World Tibet Network News Saturday, May 2, 1998
A Tibetan mourner, in New Delhi Friday May 1, 1998 , places a sacred scarf on a makeshift memorial with a portrait of Thupten Ngodup, a former monk who died of self-immolation while protesting the decades-long rule of Tibet by China. Thousands gathered in the mountainous area of Dharmsala for Ngodup's funeral. The memorial was set up on the site where Ngodup set himself on fire. (AP Photo/Ajit Kumar)
DHARMSALA, India, May 1, 1998 (AP) More than 5,000 Tibetan protesters turned the funeral of a former monk who died after self-immolation into a rally Friday against China's rule over their Himalayan homeland.
Traffic halted for two hours as a slow, somber procession accompanied Thupten Ngodup's body from a temple in Dharmsala to the cremation site. Mourners chanted slogans against China and the police, and appealed to the international community for help.
Some mourners shouted "Shame, shame, United Nations!'' to protest the U.N.'s refusal to reopen a debate on China's occupation of Tibet.
Ngodup, 50, died Wednesday, two days after he intentionally set himself alight in New Delhi when Indian police forcibly ended a six-week hunger strike by other pro-independence Tibetans.

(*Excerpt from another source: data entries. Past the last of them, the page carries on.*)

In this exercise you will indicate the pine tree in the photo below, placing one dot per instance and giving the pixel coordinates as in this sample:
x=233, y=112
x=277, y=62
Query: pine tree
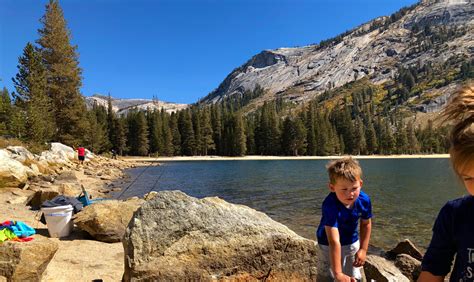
x=17, y=124
x=413, y=144
x=96, y=140
x=63, y=76
x=121, y=132
x=176, y=136
x=155, y=132
x=216, y=122
x=311, y=131
x=142, y=135
x=250, y=133
x=360, y=141
x=112, y=125
x=371, y=138
x=185, y=124
x=239, y=142
x=5, y=111
x=167, y=134
x=198, y=142
x=207, y=143
x=401, y=138
x=31, y=97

Five new Tibetans replaced the six fasting protesters who were hospitalized against their will. Ngodup was to have been among the replacement group.
"China should free Tibet because it is our right,'' said Yang Chek Sekh Dolker, a spokesman for the Tibetan Youth Congress.
Friday's demonstration came a day after the Dalai Lama the religious and spiritual leader for many Tibetans worldwide warned while visiting the United States that other Tibetans might try desperate forms of protest to wrest their homeland from 48 years of Chinese rule.
After the funeral, demonstrators gathered at Dharmsala's town square and demanded a plebiscite in Tibet. One young man stood in the middle of the square and carved the words "Free Tibet'' on his chest with a knife.
Dharmsala, 250 miles north of New Delhi, has been the home of the Dalai Lama since he fled Tibet in 1959 during an abortive anti-China uprising. Ngodup also came to India the same year and worked for the Dalai Lama's administration.
The Dalai Lama visited Ngodup in a New Delhi hospital the day before he died, saying he admired his determination. But he did not condone the self-immolation and hunger strikes, which violate the Tibetan Buddhist tradition of nonviolence.
The hunger strikers vowed to fast until the U.N. General Assembly reopens debate on China's 1959 annexation of Tibet. They also demand that the United Nations appoint a human rights observer for Tibet and supervise a referendum on whether Tibetans want independence, greater autonomy or some other option.